Среди пациентов была женщина, назовем ее условно Алла Сергеевна. И вот Алла Сергеевна лежала в полубессознательном состоянии, мы ее по очереди поили из шприца водой. Она хотела пить, но практически не реагировала на то, что ей говорили. И в какой-то момент я ее назвала Аллочкой. И она стала отзываться, реагировать! В итоге к ней, немолодой женщине, стали так обращаться все. В конце концов, ее перевели в отделение интенсивной терапии. Очень надеюсь, что ей удалось выжить.
А одна из пациенток как-то сказала, что не хочет жить: «Мне все равно, я хочу, чтобы меня оставили в покое и больше не трогали». Причем эта женщина не одинокая, дома ее ждала семья. Меня глубоко ранили эти слова, я очень переживала после этого. Но эту пациентку тоже перевели, и я думаю, что у этой истории хороший конец.
Я помню каждого человека, кто лежал в реанимации, особенно тех, кто находился в сознании. Это невозможно забыть.

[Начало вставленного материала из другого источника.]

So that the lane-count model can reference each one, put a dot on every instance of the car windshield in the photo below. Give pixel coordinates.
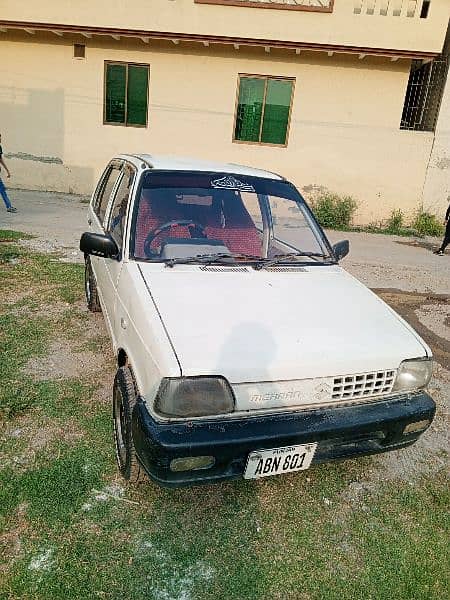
(186, 216)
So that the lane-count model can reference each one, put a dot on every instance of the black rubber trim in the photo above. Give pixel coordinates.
(341, 432)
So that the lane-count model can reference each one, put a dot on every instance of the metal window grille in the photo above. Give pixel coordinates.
(424, 94)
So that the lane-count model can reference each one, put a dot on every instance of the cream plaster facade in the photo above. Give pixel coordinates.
(344, 132)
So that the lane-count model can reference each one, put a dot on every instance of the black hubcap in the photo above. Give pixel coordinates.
(119, 428)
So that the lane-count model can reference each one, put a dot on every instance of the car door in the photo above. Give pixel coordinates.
(116, 227)
(97, 219)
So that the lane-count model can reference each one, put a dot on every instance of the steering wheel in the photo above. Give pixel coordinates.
(195, 230)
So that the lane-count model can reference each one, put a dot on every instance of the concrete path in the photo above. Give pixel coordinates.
(380, 261)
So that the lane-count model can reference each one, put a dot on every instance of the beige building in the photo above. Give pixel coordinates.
(337, 94)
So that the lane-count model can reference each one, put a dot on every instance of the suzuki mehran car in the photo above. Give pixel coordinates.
(243, 348)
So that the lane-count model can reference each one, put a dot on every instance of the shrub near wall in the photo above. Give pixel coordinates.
(334, 212)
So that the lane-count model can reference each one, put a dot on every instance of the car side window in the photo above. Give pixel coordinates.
(104, 195)
(117, 218)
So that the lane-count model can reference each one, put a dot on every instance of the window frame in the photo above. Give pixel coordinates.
(126, 64)
(100, 190)
(266, 78)
(268, 4)
(133, 172)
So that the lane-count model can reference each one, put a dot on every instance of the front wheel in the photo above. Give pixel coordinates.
(124, 399)
(90, 287)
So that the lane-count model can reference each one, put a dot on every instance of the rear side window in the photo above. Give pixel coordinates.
(107, 186)
(117, 219)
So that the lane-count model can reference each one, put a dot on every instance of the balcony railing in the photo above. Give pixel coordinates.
(393, 8)
(310, 5)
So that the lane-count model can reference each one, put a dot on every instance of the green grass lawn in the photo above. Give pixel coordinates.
(71, 528)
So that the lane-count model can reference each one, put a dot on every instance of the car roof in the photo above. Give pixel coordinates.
(178, 163)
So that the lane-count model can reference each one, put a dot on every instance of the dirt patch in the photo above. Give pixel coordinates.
(426, 313)
(35, 436)
(436, 318)
(62, 362)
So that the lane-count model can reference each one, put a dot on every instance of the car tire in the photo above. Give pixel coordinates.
(90, 287)
(124, 400)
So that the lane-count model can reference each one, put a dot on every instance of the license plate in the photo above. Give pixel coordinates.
(263, 463)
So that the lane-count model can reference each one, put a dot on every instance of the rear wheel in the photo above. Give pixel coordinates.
(90, 287)
(124, 399)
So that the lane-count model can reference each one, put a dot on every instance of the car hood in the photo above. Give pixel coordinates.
(274, 325)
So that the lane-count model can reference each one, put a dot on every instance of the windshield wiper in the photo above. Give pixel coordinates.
(268, 262)
(208, 259)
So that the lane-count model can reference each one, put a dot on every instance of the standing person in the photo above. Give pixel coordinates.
(446, 240)
(3, 193)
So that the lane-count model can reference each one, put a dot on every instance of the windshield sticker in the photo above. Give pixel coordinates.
(231, 183)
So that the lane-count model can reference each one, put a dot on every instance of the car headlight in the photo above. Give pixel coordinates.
(413, 374)
(194, 397)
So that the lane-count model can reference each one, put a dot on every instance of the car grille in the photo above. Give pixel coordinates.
(363, 385)
(287, 269)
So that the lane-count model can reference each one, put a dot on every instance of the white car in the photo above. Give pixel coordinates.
(243, 348)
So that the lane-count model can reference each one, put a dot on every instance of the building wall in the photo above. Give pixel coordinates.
(344, 132)
(341, 27)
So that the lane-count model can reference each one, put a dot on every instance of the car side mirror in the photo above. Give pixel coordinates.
(341, 249)
(98, 244)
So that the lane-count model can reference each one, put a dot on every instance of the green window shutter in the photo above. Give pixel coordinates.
(116, 76)
(276, 111)
(137, 95)
(249, 110)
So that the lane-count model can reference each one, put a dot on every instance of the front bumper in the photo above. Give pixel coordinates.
(341, 432)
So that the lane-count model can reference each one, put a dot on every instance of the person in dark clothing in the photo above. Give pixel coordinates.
(446, 240)
(3, 193)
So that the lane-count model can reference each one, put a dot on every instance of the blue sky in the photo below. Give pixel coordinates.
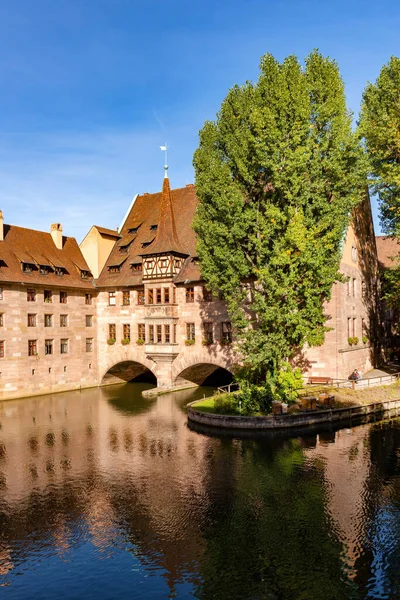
(91, 88)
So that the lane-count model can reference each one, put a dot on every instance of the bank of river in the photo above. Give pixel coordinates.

Думаю, что они тоже никогда не забудут, что они там видели.
За все время работы я видела в реанимации только одного пациента 39 лет. Небольшой процент был и людей старше 45 лет. В основном пожилые люди с сопутствующими заболеваниями. Но я поняла, что COVID-19 может коснуться всех. И важно, чтобы он миновал людей из группы риска, тем более, коронавирус распространяется быстро, им очень легко заразиться. Вначале болезнь проходит бессимптомно и люди не знают, что они, возможно, заражены.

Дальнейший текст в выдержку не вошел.